Here's the short version, because it's the part that matters: stop watching average latency. It is the single most reassuring and least useful number on your dashboard. It will sit there at a comfortable 40ms while a meaningful slice of your users are waiting two seconds, and it will do it with a straight face.
I learned this properly on a service that everyone agreed was "fast". The mean response time was about 45ms and the graph was flat and green. Meanwhile support kept getting the occasional ticket about pages that hung. The two facts sat next to each other for weeks because nobody connected them, because the average said there was nothing to connect.
the maths is against the average
Latency distributions are not symmetric. They can't be. There's a floor, you can't serve a request in negative time, but no ceiling, a request can always be slower. So the distribution has a long tail to the right, and the mean gets dragged toward that tail in a way that hides where most requests actually live.
Worse, the average smears the rare slow request across all the fast ones until it disappears. If 99 requests take 20ms and one takes two seconds, the mean is about 40ms. Looks fine. But one in a hundred of your users just had a genuinely bad time, and on a page that fires twenty backend calls, a fair number of page loads will hit that slow path at least once. The slow tail is contagious across a request that fans out.
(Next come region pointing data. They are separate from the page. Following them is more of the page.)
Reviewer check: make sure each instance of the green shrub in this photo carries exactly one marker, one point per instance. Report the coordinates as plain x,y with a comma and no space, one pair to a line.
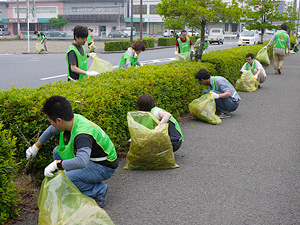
8,166
228,62
107,99
166,41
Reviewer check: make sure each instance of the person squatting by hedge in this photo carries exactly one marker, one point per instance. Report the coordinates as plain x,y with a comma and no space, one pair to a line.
146,103
88,157
255,67
282,40
131,56
42,38
77,57
183,44
226,97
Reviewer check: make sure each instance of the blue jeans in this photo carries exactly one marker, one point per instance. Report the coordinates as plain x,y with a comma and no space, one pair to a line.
225,105
89,179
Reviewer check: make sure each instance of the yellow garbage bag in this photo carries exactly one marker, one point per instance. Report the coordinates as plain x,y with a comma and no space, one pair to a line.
247,82
150,147
204,108
101,66
92,47
39,47
61,203
263,57
183,56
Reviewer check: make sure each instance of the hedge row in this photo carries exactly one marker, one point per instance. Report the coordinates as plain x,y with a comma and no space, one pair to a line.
8,166
124,45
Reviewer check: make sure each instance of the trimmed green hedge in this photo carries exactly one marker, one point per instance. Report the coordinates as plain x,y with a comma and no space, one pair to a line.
8,166
124,45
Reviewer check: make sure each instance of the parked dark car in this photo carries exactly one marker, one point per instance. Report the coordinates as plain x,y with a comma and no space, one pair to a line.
55,33
117,33
4,32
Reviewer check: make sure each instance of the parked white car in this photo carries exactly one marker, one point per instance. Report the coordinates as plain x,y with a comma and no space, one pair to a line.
248,37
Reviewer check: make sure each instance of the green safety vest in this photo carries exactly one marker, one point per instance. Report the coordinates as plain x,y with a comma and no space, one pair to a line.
184,47
173,120
253,67
127,56
214,85
82,125
82,61
90,38
281,39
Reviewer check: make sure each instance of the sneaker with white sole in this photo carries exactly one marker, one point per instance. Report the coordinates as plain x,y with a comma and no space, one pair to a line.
101,201
224,115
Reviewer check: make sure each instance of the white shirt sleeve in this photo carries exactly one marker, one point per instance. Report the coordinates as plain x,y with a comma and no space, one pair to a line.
155,113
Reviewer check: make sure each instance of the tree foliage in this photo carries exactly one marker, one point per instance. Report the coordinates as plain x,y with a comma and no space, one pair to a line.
263,13
198,13
58,22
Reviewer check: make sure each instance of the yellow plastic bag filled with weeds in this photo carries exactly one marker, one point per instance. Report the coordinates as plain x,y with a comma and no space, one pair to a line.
150,147
183,56
92,47
101,66
204,108
247,82
61,203
263,57
39,47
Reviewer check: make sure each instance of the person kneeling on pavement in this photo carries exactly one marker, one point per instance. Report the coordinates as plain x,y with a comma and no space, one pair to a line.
226,97
255,67
95,159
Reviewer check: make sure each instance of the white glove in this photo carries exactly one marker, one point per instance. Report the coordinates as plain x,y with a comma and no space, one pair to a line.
92,73
50,168
31,152
92,54
215,95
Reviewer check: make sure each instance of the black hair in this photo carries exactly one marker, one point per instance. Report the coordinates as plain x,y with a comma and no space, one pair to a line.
202,74
80,31
283,26
58,107
250,55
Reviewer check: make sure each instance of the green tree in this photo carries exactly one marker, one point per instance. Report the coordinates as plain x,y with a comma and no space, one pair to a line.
58,22
262,13
199,13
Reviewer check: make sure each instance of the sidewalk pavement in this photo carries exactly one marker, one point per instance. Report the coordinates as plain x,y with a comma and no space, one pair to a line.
243,171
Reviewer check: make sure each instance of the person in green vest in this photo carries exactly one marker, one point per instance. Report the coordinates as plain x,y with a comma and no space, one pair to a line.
84,149
42,38
255,67
146,103
184,45
90,39
226,97
76,56
131,56
282,40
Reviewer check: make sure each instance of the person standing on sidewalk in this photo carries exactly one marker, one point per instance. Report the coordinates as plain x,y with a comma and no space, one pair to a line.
255,67
226,97
184,45
42,38
282,40
88,157
77,57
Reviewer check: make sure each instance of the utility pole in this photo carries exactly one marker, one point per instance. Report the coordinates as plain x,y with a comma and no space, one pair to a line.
141,20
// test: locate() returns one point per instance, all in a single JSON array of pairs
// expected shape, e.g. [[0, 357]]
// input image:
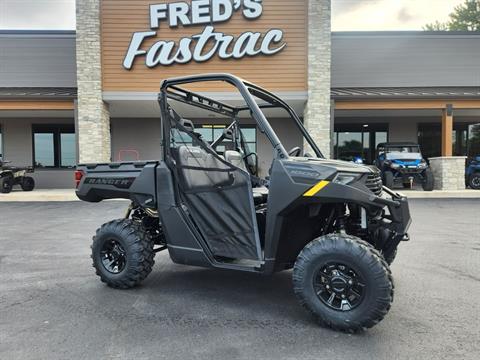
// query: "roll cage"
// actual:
[[171, 89]]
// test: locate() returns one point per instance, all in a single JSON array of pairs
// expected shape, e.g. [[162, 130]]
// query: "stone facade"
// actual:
[[317, 111], [448, 172], [93, 118]]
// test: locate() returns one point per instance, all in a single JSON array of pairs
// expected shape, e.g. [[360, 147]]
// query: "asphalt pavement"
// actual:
[[52, 306]]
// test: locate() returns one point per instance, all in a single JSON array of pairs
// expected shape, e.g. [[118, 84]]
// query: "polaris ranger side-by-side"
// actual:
[[14, 175], [402, 162], [208, 205]]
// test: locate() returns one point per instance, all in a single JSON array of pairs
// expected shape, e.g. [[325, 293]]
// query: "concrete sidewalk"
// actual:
[[69, 195]]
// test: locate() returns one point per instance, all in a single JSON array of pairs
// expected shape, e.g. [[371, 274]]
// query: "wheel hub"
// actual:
[[113, 256], [339, 286], [476, 181]]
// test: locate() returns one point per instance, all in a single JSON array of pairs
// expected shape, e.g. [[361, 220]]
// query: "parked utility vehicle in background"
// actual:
[[330, 221], [12, 175], [472, 173], [403, 163]]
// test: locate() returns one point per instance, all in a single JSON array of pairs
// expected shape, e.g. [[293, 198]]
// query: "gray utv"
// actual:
[[208, 205]]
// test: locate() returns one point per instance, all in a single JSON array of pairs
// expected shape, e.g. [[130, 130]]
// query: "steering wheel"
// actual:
[[295, 152]]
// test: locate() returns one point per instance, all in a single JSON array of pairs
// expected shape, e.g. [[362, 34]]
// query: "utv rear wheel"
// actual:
[[122, 253], [6, 184], [428, 181], [474, 181], [27, 184], [407, 185], [388, 179], [345, 283]]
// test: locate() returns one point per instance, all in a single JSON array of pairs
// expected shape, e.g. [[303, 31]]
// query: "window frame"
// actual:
[[56, 130], [212, 127]]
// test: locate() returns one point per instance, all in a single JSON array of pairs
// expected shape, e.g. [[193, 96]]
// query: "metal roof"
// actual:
[[357, 93], [56, 93]]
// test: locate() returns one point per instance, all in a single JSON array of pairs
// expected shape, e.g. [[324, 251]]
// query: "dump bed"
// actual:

percentiles tell you who's hurting
The fix is to stop summarising with one number and start looking at percentiles. p50 is the median, the experience of a typical request. p95 and p99 are the slow tail, the experience of your unluckiest users. The gap between p50 and p99 is the bit the average eats.
On that "fast" service, the numbers told a very different story once I pulled them:
p50 18ms
p90 31ms
p95 52ms
p99 1240ms
p999 3100ms
A median of 18ms and a p99 of over a second. The average of 45ms sat between them looking innocent. Roughly one request in a hundred was over a second, and one in a thousand was over three. On a busy service that's not a rounding error, it's thousands of bad experiences a day, neatly hidden by a green graph.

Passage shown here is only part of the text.